E' il nome più presente, dopo quello di Gesù, nel Nuovo Testamento: Pétros per 154 volte, in 27 associato al nome d’origine, l’ebraico Simone, mentre per 9 volte echeggia l’aramaico usato da Cristo Kefa, “pietra”. In questo mese, che confluisce verso la solennità che lo celebra col compagno di missione Paolo, abbiamo pensato di tracciare qualche bozzetto riguardante la sua storia evangelica, anche perché il Giubileo ha come meta da tutto il mondo Roma, la basilica a lui dedicata, la tomba e la continuità della sua figura nel successore, il Papa.

Un primo squarcio lo riserviamo a un giorno di lavoro di Pietro col suo fratello Andrea, entrambi pescatori di quel lago posto in una conca a 212 metri sotto il livello del mare denominato di Tiberiade o di Genesaret, dai toponimi di due centri della costa. Su quel litorale – come narra Matteo (4,18-20) – passa Gesù di Nazaret. A differenza dei rabbì di allora, che erano scelti dagli uditori destinati poi a diventare loro discepoli, Gesù irrompe nella vita di quei pescatori e li convoca con un ordine:«Seguitemi, vi farò pescatori di uomini. Ed essi subito, lasciate le reti, lo seguirono».

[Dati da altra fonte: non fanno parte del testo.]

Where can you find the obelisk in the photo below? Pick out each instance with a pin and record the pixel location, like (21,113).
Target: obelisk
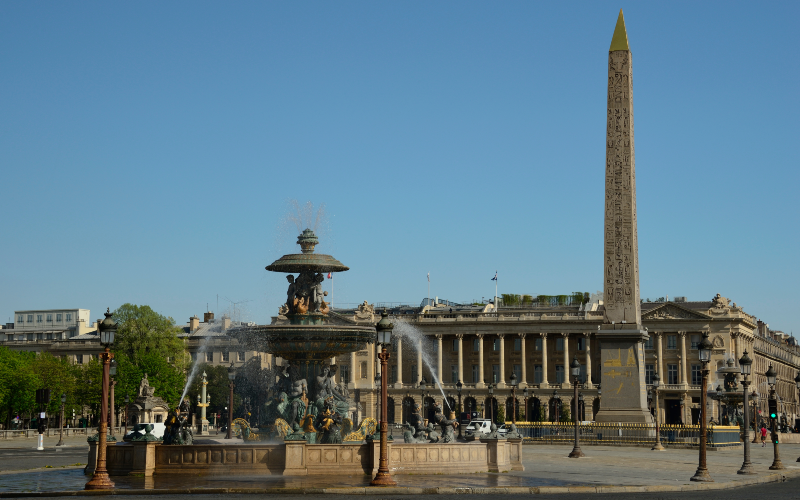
(624,397)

All’imperativo lapidario di Cristo segue, pronta, l’esecuzione da parte dei chiamati. Da quel momento, dietro le orme di Gesù che si stampano sulla polvere delle strade assolate di Palestina, ci saranno sempre i passi di Pietro, il “primo” degli apostoli, come appare nelle liste dei Dodici che, nel loro numero simbolico, rappresentano idealmente il popolo di Dio radunato attorno al Messia. Una sequela che conosce anche tappe quotidiane, come quando Pietro ospiterà il Maestro nella sua casa di Cafarnao, ove è presente la suocera ammalata e poi guarita da Gesù (Marco 1,26-31).

Tante altre sono le giornate trascorse da Simone sulla scia di Cristo, persino in momenti terribili come nella tempesta sul lago o nella sua crisi, dopo il grande evento del cambio di nome in Pietro e della chiamata a essere «pietra » fondante della Chiesa. Infatti a quella tappa decisiva, che avremo occasione di commemorare in futuro futuro, subentra una sorprendente “sconfessione” da parte di Gesù di fronte al rigetto dell’apostolo di seguirlo anche lungo la via della croce. Egli diventa «satana», cioè “avversario” del progetto divino che ha al centro il Figlio umiliato sul Golgota per essere solidale con l’intera umanità.

L’invito di Cristo, in quel vade retro equivocato da molti lettori, non è ad allontanarsi da lui, bensì a camminare sempre «dietro» a lui, sui suoi passi. Ed è ciò che Pietro farà, sia pure con fatica come attesta anche il tradimento nella notte del processo di Gesù: «Cominciò a imprecare e a giurare: Io non conosco quell’uomo! » (Matteo 26,74). C’è, però, un esito finale sullo stesso lago del primo incontro. Esso si compie col Risorto, secondo il racconto di Giovanni nel cap. 21 che conclude il suo Vangelo.

È l’ultimo squarcio che apriamo tra i tanti altri possibili nella biografia evangelica di Pietro. La triplice professione di amore/ amicizia (due sono i verbi greci usati, agapán e philéin), che l’apostolo è invitato a proclamare nei confronti di Gesù, cancella il tradimento e conferma il suo mandato di pascere gli agnelli/ pecorelle (anche qui sono due i termini greci) del gregge di Cristo. In esso siamo ora tutti noi mentre ribadiamo la nostra professione di fede durante questo Anno Santo.